Jerusalem artichokes
Well known for their wind-producing properties, Jerusalem artichokes don’t have the best reputation. But if you can bear a little flatulence, this vegetable (actually a member of the sunflower family) is a good source of vitamin C, phosphorous, potassium and iron and comes with a number of health benefits. Rich in inulin, a starch that feeds good bacteria, including Jerusalem artichokes in your diet can help promote good intestinal health. These ugly tubers are also pretty good at eliminating toxins from the body and balancing blood sugar levels.
Mackerel
The benefits of oily fish like mackerel are well documented. They are full of omega 3 essential fats, which help protect against heart disease, cancer, depression, dementia and inflammation associated with arthritis.

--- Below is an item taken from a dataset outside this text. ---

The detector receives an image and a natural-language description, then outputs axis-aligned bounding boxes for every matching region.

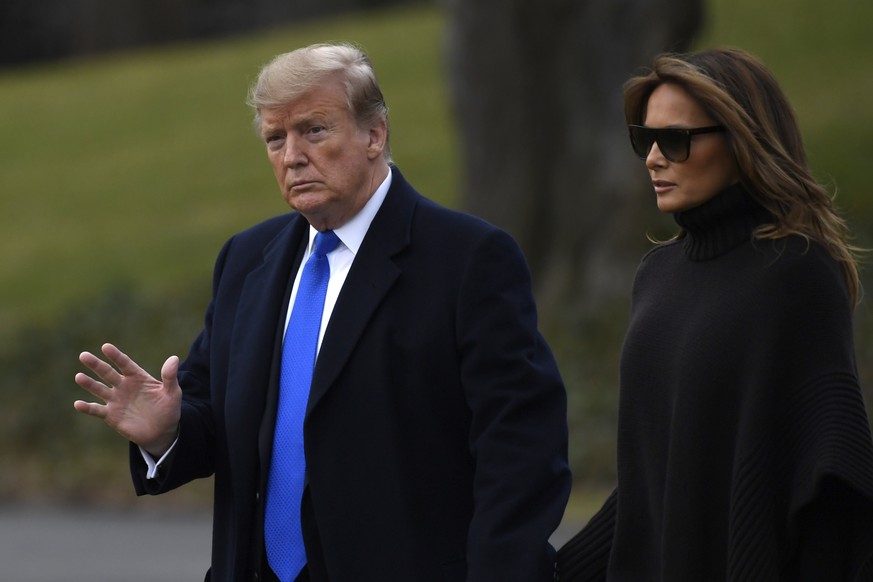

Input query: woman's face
[644,83,740,213]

There are concerns about mercury levels found in some large fish such as shark and swordfish but in general, smaller fish such as mackerel (not King mackerel) have much lower levels. To be on the safe side but to glean the benefits of the omega 3 fats, you should aim to eat one or two portions of oily fish a week.
Venison
For those who love their meat, venison, which is low in fat, is a great alternative to beef and lamb. Wild venison in particular has a healthy ratio of omega 3 and omega 6 fats that have benefits as mentioned above – helping to lower cholesterol and decrease the risk of heart disease and cancer. It is also a good source of B vitamins needed for energy and mental health, as well as iron, phosphorous, zinc and selenium.